As his next return from Paris was on a weekend, he was accompanied by several guests who came with him in his car, plus a good many additional guests who had come in their own cars or by train. As was customary on the days that he returned from his trips, the entire student-body assembled after dinner in the main salon of the Chateau. In the presence of everyone (it was rather like a stockholders' meeting) he received a formal report from Miss Madison covering the general events that had transpired during his absence. This report was then followed by a summary, from Miss Madison, of whatever problems had arisen that she felt needed his attention. She sat beside him, on this occasion, little black book firmly open on her lap, and talked to him earnestly, but not loudly enough for us to hear, for a short time. When she had finished, he waved her to a chair and asked whoever had destroyed the statues in the Japanese garden to step forward.

Embarrassed by the presence of all of the students as well as a number of distinguished guests, I stepped forward with a sinking heart, furious with myself for my abandoned gesture. At that moment, I could think of no justification for what I had done.

Gurdjieff, of course, asked me why I had committed this crime, and also whether I realized that the destruction of property was, in fact, criminal? I said that I realized that I should not have done it but that I had done it because the statues were of the wrong period and civilization, historically, and that they should not have been there in the first place. I did not involve the American in my explanation.

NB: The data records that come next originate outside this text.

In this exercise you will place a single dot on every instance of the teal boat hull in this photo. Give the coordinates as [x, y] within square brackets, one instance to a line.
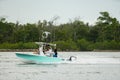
[38, 58]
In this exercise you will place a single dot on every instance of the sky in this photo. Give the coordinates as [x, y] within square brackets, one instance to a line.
[31, 11]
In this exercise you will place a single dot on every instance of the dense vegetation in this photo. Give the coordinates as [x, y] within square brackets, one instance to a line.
[74, 35]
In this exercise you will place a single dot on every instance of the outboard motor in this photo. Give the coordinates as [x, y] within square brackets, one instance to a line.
[72, 58]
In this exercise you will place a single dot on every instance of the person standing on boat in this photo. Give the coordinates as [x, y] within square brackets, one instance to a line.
[55, 52]
[48, 51]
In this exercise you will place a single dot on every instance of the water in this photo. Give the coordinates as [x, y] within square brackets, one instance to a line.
[89, 66]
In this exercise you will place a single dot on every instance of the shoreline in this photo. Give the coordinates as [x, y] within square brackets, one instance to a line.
[32, 50]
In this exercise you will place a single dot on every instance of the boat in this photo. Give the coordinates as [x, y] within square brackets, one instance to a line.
[31, 58]
[42, 58]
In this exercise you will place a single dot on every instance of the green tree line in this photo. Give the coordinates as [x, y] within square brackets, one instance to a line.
[72, 36]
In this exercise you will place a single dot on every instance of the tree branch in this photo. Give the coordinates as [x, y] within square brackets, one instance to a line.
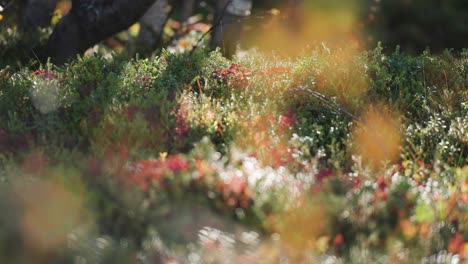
[91, 21]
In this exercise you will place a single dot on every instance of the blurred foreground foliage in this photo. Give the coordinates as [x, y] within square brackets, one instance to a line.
[199, 159]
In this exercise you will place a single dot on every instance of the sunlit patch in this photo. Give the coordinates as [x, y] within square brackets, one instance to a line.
[45, 92]
[299, 227]
[291, 32]
[51, 212]
[377, 138]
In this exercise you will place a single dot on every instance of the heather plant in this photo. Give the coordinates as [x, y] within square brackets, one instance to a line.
[339, 156]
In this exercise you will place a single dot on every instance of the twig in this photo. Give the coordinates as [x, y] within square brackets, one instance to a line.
[325, 100]
[216, 24]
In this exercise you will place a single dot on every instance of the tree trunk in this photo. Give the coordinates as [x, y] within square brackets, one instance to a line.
[228, 25]
[151, 27]
[37, 13]
[91, 21]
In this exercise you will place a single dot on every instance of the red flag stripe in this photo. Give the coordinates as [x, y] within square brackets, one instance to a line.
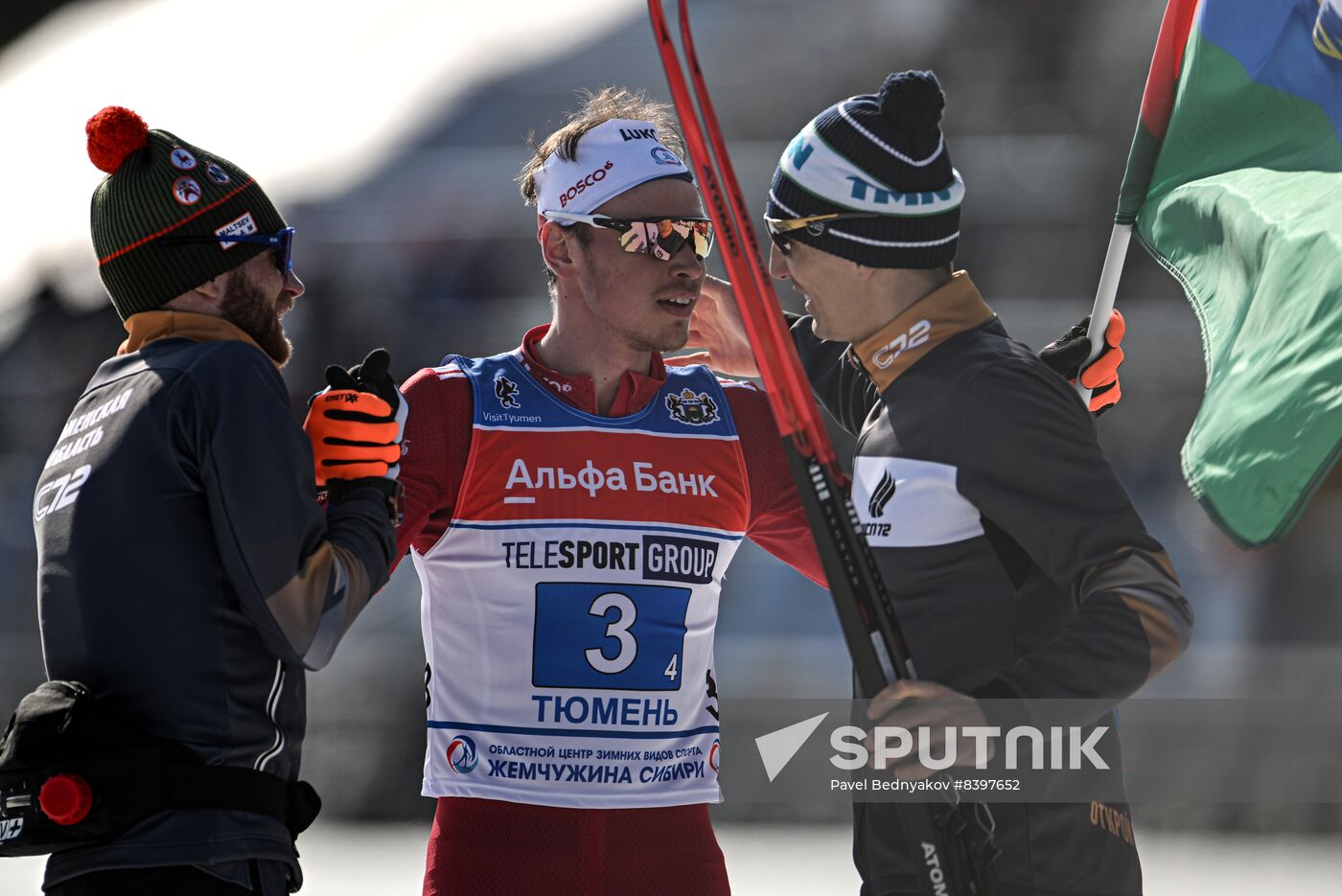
[1158, 97]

With considerable sarcasm, Gurdjieff informed me that while my knowledge of history might be impressive, I had, nonetheless, destroyed "statues" that had belonged to him; that he, personally, had been responsible for placing them there; that, in fact, he liked Greek statues in Japanese gardens -- at any rate in that particular Japanese garden. In view of what I had done, he said that I would have to be punished, and that my punishment would consist of giving up my "chocolate money" (his term for any child's "spending money'" or "allowance") until the statues were replaced. He instructed Miss Madison to find out the cost of equivalent replacements and to collect that amount from me, however long it might take.

Mostly because of my family situation -- Jane and Margaret had almost no money at the time, and certainly none to give to us-I had no so-called "chocolate money"; at least, I had none on what could be called a regular basis. The only spending money I ever had at that time was occasional money that my mother would send to me from America -- for my birthday or for Christmas, or sometimes for no obvious reason.  At that particular moment, I had no money at all, and I was also sure that the statues would be hideously expensive. I foresaw an eternity of handing over whatever money might come my way in order to pay for my rash act.  It was a horrible prospect, particularly as I had had a birthday only a few months earlier and Christmas was several months in the future.

My dismal, moneyless future came to an abrupt end when I received a completely unexpected cheque for twenty-five dollars from my mother. Before turning the cheque over to Miss Madison, I learned from her that the "statues" were common, plaster casts, and would only amount to about ten dollars.  Even that amount was not easy for me to part with. The twenty-five dollars might have to last me at least until Christmas.

At the next assembly, Miss Madison informed Mr. Gurdjieff that I had given her the money for the new' "statues" -- he refused even to understand the word "bust" -- and asked whether she should replace them.

Gurdjieff thought this question over for some time and then, finally, said "No".  He called me over to him, handed me the money which she had given to him, and said that I could keep it, on the condition that I would share it with all the other children. He also said that while I had been wrong in destroying his property, he wanted me to know that he had thought about the whole question and that I had been right about the impropriety of those particular "statues" in that place. He suggested that I could have -- although I was not to do so now -- replaced them with the proper type of statue. The incident was never mentioned again.